Stephen Mwema

Personal information
- Born: August 8, 1963
- Died: November 24, 2004 (aged 41)

Medal record
Men's Boxing
Representing Kenya
All-Africa Games
| Gold medal – first place | 1987 Nairobi | Bantamweight |

= Stephen Mwema =

Kenyan boxer

Stephen Mwema (born August 8, 1963 and died in November 2004) was a bantamweight Kenyan boxer. As an amateur boxer Mwema represented Kenya at the 1988 Summer Olympics in Seoul.

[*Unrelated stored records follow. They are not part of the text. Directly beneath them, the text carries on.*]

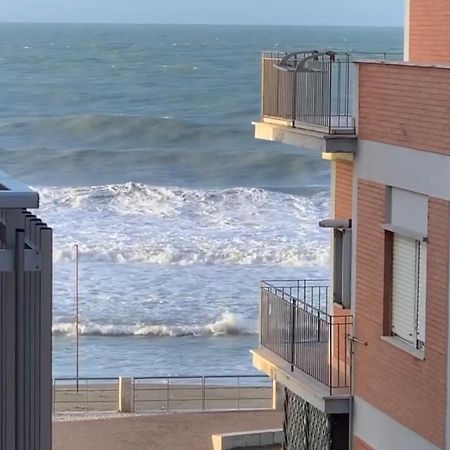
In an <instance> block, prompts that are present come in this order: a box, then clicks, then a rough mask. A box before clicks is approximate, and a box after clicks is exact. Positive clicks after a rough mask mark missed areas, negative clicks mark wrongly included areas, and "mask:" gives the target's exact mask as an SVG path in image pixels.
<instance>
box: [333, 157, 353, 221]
mask: <svg viewBox="0 0 450 450" xmlns="http://www.w3.org/2000/svg"><path fill="white" fill-rule="evenodd" d="M333 164H334V165H335V166H334V170H335V186H334V196H335V197H334V217H335V218H336V219H349V218H351V217H352V194H353V163H351V162H346V161H335V162H334V163H333Z"/></svg>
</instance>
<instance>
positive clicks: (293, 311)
mask: <svg viewBox="0 0 450 450" xmlns="http://www.w3.org/2000/svg"><path fill="white" fill-rule="evenodd" d="M296 308H297V301H296V299H295V298H294V299H292V327H291V372H293V371H294V365H295V327H296V323H295V322H296V318H297V311H296Z"/></svg>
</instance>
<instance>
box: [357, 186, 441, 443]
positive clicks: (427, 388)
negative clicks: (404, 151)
mask: <svg viewBox="0 0 450 450" xmlns="http://www.w3.org/2000/svg"><path fill="white" fill-rule="evenodd" d="M386 190H387V188H386V187H385V186H383V185H380V184H377V183H374V182H369V181H365V180H359V181H358V224H357V226H358V234H357V257H356V264H357V267H356V270H357V279H356V310H355V324H356V326H355V336H356V337H357V338H358V339H361V340H363V341H366V342H367V346H362V345H360V344H355V358H354V390H355V395H356V396H358V397H360V398H362V399H364V400H365V401H366V402H368V403H370V404H372V405H373V406H375V407H376V408H378V409H379V410H381V411H383V412H385V413H386V414H388V415H390V416H391V417H393V418H394V419H395V420H397V421H398V422H400V423H401V424H403V425H404V426H406V427H408V428H410V429H412V430H414V431H415V432H417V433H419V434H421V435H422V436H423V437H424V438H425V439H427V440H429V441H430V442H432V443H434V444H435V445H436V446H438V447H440V448H442V447H444V439H445V417H446V374H447V360H446V353H447V338H446V336H447V301H448V262H449V261H448V254H449V239H448V234H449V232H448V230H449V203H448V202H447V201H443V200H439V199H434V198H431V199H430V200H429V218H428V238H429V242H428V267H427V268H428V271H427V323H426V333H427V334H426V350H425V360H423V361H422V360H419V359H417V358H415V357H414V356H412V355H410V354H409V353H407V352H405V351H402V350H400V349H398V348H396V347H394V346H393V345H392V344H390V343H387V342H385V341H383V340H381V336H382V334H383V319H384V314H385V309H384V305H385V289H386V290H387V288H385V278H386V279H388V278H389V276H390V274H388V273H385V264H384V258H385V242H386V235H385V232H384V231H383V230H382V228H381V224H382V223H384V222H385V210H386V208H385V207H386Z"/></svg>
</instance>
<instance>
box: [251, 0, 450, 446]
mask: <svg viewBox="0 0 450 450" xmlns="http://www.w3.org/2000/svg"><path fill="white" fill-rule="evenodd" d="M406 3H407V4H406V23H405V48H404V55H403V59H401V58H399V57H397V56H396V55H385V54H380V55H373V54H366V55H350V54H339V53H334V52H323V53H322V52H320V51H313V52H297V53H292V54H288V55H286V54H274V53H265V54H264V55H263V62H262V72H263V80H262V85H263V86H262V95H263V98H262V113H261V119H260V121H258V122H256V123H255V124H254V125H255V135H256V137H257V138H259V139H266V140H274V141H279V142H284V143H287V144H291V145H296V146H298V147H302V148H308V149H311V151H316V152H318V157H322V158H324V159H326V160H329V161H330V163H331V174H332V175H331V197H332V198H331V200H332V201H331V211H330V217H329V218H324V219H327V220H324V221H322V222H321V224H320V225H321V226H323V227H327V228H330V230H331V233H332V244H331V255H332V258H331V260H332V264H331V266H332V267H331V277H330V282H329V284H328V283H327V282H326V281H323V280H301V281H298V282H289V283H286V282H279V283H277V282H267V283H263V284H262V287H261V330H260V347H259V348H258V349H256V350H254V351H253V363H254V366H255V367H257V368H258V369H260V370H262V371H263V372H265V373H267V374H269V375H270V376H271V377H272V378H273V379H274V380H275V382H276V384H277V386H278V389H279V394H280V396H281V395H282V398H283V401H284V409H285V426H284V427H285V448H286V449H288V450H291V449H296V450H297V449H328V448H330V449H339V450H341V449H345V448H354V449H377V450H396V449H399V450H401V449H430V450H431V449H445V448H450V411H449V408H448V404H449V402H448V393H447V392H448V385H449V383H450V364H449V362H450V360H449V358H448V357H447V354H448V348H449V344H450V341H449V340H450V331H449V326H450V321H449V320H448V304H449V299H450V289H449V288H450V286H449V267H450V266H449V253H450V247H449V235H450V222H449V220H450V209H449V201H450V0H407V2H406Z"/></svg>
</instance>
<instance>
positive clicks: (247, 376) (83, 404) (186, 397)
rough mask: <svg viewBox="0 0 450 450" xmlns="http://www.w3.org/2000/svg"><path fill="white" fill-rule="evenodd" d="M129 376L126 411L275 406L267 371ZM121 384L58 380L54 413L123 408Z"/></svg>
mask: <svg viewBox="0 0 450 450" xmlns="http://www.w3.org/2000/svg"><path fill="white" fill-rule="evenodd" d="M127 380H128V379H127ZM129 380H131V381H130V386H131V391H130V392H129V394H130V395H131V397H130V400H131V408H130V411H128V412H131V411H134V412H136V413H144V412H150V411H163V412H167V411H225V410H226V411H229V410H233V411H237V410H244V409H271V408H272V395H273V391H272V380H271V379H270V378H269V377H268V376H266V375H208V376H206V375H199V376H185V377H182V376H166V377H163V376H161V377H135V378H130V379H129ZM120 383H121V380H120V378H119V377H111V378H94V377H91V378H54V379H53V412H54V413H56V414H64V413H86V412H95V413H98V412H116V411H118V410H119V409H120V408H119V404H120V396H121V395H124V394H123V393H122V394H121V390H120ZM125 395H128V393H126V394H125Z"/></svg>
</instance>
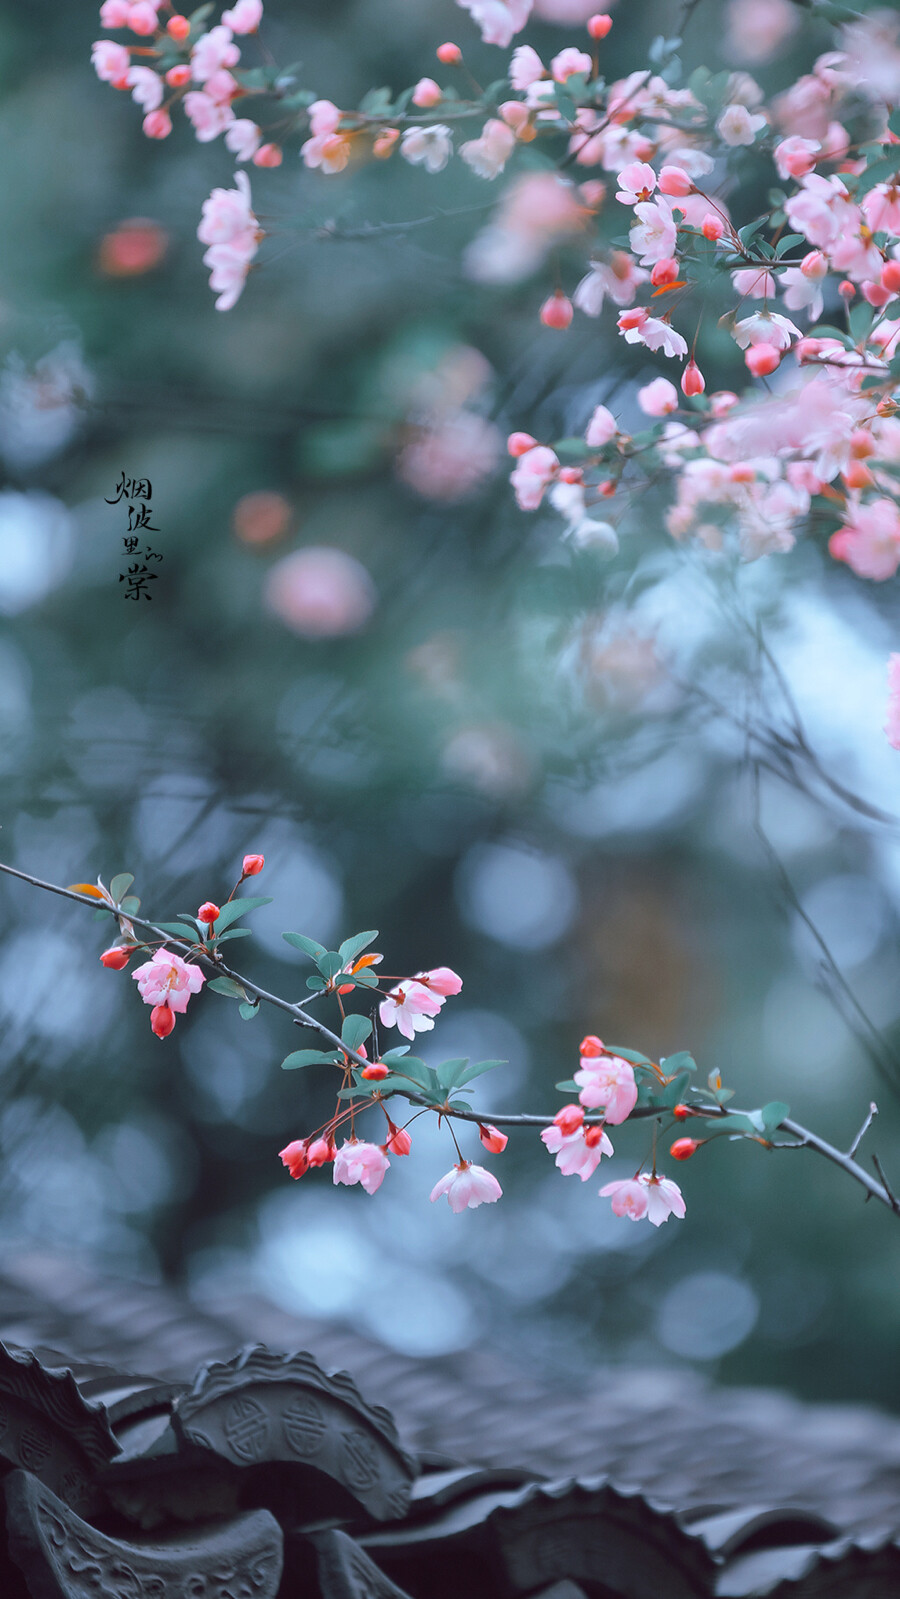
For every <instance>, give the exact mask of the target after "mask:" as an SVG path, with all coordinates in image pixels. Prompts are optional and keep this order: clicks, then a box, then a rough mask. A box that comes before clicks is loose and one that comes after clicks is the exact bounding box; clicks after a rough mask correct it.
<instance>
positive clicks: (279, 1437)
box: [173, 1345, 417, 1521]
mask: <svg viewBox="0 0 900 1599" xmlns="http://www.w3.org/2000/svg"><path fill="white" fill-rule="evenodd" d="M173 1430H174V1433H176V1438H177V1439H179V1441H181V1442H182V1444H184V1445H193V1447H195V1449H203V1450H208V1452H209V1453H214V1455H217V1457H219V1458H222V1460H227V1461H230V1463H232V1465H233V1466H257V1465H262V1463H267V1461H285V1463H291V1465H294V1466H305V1468H310V1469H313V1471H315V1473H317V1474H320V1476H325V1477H329V1479H331V1481H333V1482H334V1484H337V1485H339V1487H340V1489H342V1490H345V1493H347V1495H348V1498H350V1501H353V1503H356V1505H358V1506H360V1508H361V1509H364V1511H366V1513H368V1514H369V1516H372V1517H374V1519H376V1521H393V1519H396V1517H401V1516H404V1514H406V1509H408V1506H409V1492H411V1485H412V1481H414V1477H416V1474H417V1465H416V1461H414V1458H412V1457H411V1455H408V1453H406V1450H403V1449H401V1445H400V1438H398V1433H396V1426H395V1423H393V1417H392V1415H390V1412H388V1410H385V1409H384V1406H374V1404H369V1402H368V1401H366V1399H363V1396H361V1394H360V1390H358V1388H356V1385H355V1382H353V1378H352V1377H350V1375H348V1374H347V1372H336V1374H333V1375H329V1374H328V1372H325V1370H323V1369H321V1366H320V1364H318V1361H317V1359H315V1358H313V1356H312V1354H309V1353H305V1351H302V1353H299V1354H273V1353H272V1351H270V1350H267V1348H265V1346H264V1345H256V1346H248V1348H245V1350H241V1351H240V1354H237V1356H235V1358H233V1359H232V1361H213V1362H211V1364H206V1366H201V1367H200V1372H198V1374H197V1378H195V1382H193V1385H192V1388H190V1390H189V1391H187V1393H185V1394H184V1396H182V1398H181V1399H177V1401H176V1404H174V1412H173Z"/></svg>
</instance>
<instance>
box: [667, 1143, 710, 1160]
mask: <svg viewBox="0 0 900 1599" xmlns="http://www.w3.org/2000/svg"><path fill="white" fill-rule="evenodd" d="M705 1142H707V1140H705V1138H676V1140H675V1143H673V1145H671V1148H670V1151H668V1153H670V1154H671V1158H673V1161H689V1159H691V1156H692V1154H694V1153H695V1151H697V1150H699V1148H700V1145H702V1143H705Z"/></svg>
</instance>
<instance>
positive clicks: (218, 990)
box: [206, 977, 249, 1001]
mask: <svg viewBox="0 0 900 1599" xmlns="http://www.w3.org/2000/svg"><path fill="white" fill-rule="evenodd" d="M206 987H208V988H211V990H213V993H217V995H227V996H229V999H245V1001H248V998H249V996H248V991H246V988H245V987H243V985H241V983H235V980H233V977H214V979H213V982H209V983H206Z"/></svg>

He defeated Rambahadur Giri from Nepal and Alberto Machaze from Mozambique, but lost in the quarterfinals to Kennedy McKinney from the United States. Mwema won a gold medal at the 1987 All-Africa Games in Nairobi.

== Olympic results ==
- 1st round bye
- Defeated Rambahadur Giri (Nepal) RSCH 2
- Defeated Alberto Machaze (Mozambique) 5:0
- Lost to Kennedy McKinney (United States) 0:5

During his professional boxing career he had 15 wins, 5 losses and one draw.

He was diagnosed with pneumonia in November 2004 and died after a short stay in the Hospital. He's succeeded by four children.